Cryptogenic epileptic syndromes related to SCN1A: twelve novel mutations identified

Claudio Zucca et al. Arch Neurol. 2008 Apr.
Free article

Abstract

Background: Sodium channel alpha 1 subunit gene, SCN1A, is the gene encoding the neuronal voltage-gated sodium channel alpha 1 subunit (Na(v)1.1) and is mutated in different forms of epilepsy. Mutations in this gene were observed in more than 70% of patients with severe myoclonic epilepsy of infancy (SMEI) and were also found in different types of infantile epileptic encephalopathy.

Objective: To search for disease-causing mutations in SCN1A in patients with cryptogenic epileptic syndromes (ie, syndromes with an unknown cause).

Design: Clinical characterization and molecular genetic analysis of a cohort of patients.

Setting: University hospitals, rehabilitation centers, and molecular biology laboratories.

Patients: Sixty unrelated patients with cryptogenic epileptic syndromes.

Main outcome measures: Samples of DNA were analyzed for mutations and for large heterozygous deletions encompassing the SCN1A gene. A search for microdeletions in the SCN1A gene was also performed in the subset of patients with SMEI/SMEI-borderland who had negative results at the point mutation screening.

Results: No large deletions at the SCN1A locus were found in any of the patients analyzed.
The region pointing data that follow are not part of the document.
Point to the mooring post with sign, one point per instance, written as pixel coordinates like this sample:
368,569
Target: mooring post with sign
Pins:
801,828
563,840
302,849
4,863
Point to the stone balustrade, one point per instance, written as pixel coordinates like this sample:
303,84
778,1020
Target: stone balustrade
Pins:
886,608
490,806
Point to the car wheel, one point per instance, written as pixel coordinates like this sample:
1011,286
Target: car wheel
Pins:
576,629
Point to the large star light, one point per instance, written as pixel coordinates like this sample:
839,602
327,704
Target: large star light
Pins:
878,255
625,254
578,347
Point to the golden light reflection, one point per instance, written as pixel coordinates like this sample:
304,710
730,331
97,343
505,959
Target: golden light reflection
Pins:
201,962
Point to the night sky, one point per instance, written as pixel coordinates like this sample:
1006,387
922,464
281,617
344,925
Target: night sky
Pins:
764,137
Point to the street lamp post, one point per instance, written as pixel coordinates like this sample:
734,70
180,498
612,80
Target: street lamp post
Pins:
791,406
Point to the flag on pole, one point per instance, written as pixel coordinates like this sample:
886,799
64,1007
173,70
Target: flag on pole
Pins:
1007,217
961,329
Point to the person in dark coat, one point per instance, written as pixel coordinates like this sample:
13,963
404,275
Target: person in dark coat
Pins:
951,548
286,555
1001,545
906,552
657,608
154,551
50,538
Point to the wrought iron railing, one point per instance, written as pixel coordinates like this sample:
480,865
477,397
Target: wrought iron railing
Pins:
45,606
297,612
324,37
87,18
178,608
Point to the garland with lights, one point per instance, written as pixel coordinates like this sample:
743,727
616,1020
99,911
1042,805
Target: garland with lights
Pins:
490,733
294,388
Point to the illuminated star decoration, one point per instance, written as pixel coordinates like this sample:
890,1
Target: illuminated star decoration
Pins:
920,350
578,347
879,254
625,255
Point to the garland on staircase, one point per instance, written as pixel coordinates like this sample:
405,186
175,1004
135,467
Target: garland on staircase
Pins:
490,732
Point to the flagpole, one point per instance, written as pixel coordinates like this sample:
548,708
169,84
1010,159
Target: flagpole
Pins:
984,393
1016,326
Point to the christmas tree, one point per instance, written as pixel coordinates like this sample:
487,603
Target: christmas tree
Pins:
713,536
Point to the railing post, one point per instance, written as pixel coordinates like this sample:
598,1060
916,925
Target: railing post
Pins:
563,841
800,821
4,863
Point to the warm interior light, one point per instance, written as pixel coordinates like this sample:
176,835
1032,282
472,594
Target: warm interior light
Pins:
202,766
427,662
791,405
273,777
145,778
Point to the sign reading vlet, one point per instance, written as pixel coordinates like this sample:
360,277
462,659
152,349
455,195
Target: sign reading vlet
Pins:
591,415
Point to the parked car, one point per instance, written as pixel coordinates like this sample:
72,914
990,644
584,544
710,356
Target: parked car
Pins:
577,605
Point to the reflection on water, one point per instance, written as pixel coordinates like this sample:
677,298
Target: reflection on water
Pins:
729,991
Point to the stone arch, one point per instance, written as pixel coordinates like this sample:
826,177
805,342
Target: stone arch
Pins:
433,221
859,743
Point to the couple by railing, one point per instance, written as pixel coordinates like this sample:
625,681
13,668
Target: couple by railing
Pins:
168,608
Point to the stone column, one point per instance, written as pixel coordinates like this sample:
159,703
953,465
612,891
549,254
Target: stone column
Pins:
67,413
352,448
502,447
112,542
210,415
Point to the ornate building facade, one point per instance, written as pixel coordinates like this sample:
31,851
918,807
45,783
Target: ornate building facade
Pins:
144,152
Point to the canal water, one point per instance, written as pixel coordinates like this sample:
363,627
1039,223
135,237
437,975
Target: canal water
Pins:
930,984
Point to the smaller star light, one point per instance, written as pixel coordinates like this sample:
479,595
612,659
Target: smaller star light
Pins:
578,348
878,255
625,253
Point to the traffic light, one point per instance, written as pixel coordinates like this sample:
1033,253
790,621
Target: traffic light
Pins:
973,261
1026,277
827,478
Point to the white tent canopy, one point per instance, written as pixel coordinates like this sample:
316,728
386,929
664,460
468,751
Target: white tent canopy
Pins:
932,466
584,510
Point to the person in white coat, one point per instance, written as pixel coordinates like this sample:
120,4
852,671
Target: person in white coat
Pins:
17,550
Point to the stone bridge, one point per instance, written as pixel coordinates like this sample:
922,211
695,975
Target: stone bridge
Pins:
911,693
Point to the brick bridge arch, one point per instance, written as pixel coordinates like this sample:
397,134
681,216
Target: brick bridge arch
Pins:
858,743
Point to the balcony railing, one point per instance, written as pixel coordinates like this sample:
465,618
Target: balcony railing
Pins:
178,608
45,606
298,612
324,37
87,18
In contrast, 13 different point mutations were identified in 12 patients: 10 with SMEI, 1 with generalized epilepsy with febrile seizures plus, and 1 with cryptogenic focal epilepsy. An additional search for SCN1A intragenic microdeletions in the remaining patients with SMEI/SMEI-borderland and no point mutations was also negative.

Conclusions: These results confirm the role of the SCN1A gene in different types of epilepsy, including cryptogenic epileptic syndromes. However, large deletions encompassing SCN1A were not common disease-causing rearrangements in this group of epilepsies.